Hace ya casi veinte años que cambió su Madrid natal por el ambiente rural de los Valles Pasiegos, en Cantabria, lo que ha ido transformando gradualmente la imaginería de sus letras. “La parafernalia rockera de ‘salgo por la noche y me pongo hasta arriba y me despierto con una chica que no conozco’ se acaba enseguida. Si siguiera con eso, me aburriría y aburriría a la gente que me sigue. Mis canciones han ido en paralelo a mi vida. Y cuando ha cambiado mi entorno, me ha dado otros elementos y me ha abierto los ojos a otras cosas. He aprendido más de la vida en el ámbito rural que cuando he vivido en un ambiente más nocturno y callejero. Aunque en el mundo rural también se sale un poco por la noche y, si te alejas del valle, puedes ir a ciudades cercanas y dejarte iluminar por el neón”, dice.

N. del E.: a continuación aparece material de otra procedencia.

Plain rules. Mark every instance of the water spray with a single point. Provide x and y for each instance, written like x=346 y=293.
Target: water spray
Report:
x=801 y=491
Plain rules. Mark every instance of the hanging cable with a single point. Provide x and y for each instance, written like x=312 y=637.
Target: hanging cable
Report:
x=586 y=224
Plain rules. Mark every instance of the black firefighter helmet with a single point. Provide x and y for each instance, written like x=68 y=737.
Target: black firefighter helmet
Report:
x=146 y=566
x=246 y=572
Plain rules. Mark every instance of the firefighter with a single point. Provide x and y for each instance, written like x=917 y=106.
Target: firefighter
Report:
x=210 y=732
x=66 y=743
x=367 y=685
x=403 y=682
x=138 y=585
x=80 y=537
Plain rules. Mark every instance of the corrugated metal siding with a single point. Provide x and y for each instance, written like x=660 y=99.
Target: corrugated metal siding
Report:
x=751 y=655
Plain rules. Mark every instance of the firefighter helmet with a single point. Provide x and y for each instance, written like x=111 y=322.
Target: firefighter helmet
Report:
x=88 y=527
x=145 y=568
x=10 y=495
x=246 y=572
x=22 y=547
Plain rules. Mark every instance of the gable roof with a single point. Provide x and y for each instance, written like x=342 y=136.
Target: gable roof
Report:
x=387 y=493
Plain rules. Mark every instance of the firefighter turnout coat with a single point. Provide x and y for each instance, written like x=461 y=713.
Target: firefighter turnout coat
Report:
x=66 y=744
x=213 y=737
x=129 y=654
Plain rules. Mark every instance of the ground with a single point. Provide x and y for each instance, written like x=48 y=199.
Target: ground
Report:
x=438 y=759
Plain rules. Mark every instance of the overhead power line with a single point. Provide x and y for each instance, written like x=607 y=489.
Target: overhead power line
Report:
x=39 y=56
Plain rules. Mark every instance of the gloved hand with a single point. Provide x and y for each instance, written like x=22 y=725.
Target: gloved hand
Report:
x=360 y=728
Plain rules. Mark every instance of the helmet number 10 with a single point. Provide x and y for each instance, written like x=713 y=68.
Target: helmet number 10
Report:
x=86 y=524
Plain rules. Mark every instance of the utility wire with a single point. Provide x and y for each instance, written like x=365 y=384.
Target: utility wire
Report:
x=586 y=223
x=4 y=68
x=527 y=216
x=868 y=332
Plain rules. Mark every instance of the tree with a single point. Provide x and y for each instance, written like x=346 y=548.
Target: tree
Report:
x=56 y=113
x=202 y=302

Por las mañanas lleva a su hija, de cinco años, al colegio; cuando regresa a casa, se pone un disco que le guste o coge la guitarra para rematar alguna canción; poco antes de la hora de comer, regresa al cole para recoger a la niña. “Debo ser más disciplinado en los horarios —explica—, pero al vivir muy aislados, tengo menos distracciones y compromisos que si viviera en Madrid y tuviera que ir tres noches por semana a conciertos de amigos”. En conmemoración del vigésimo quinto aniversario de su primer disco, romperá su sosiego campestre para emprender una gira a partir del 3 de noviembre que culminará el 13 de abril en Madrid.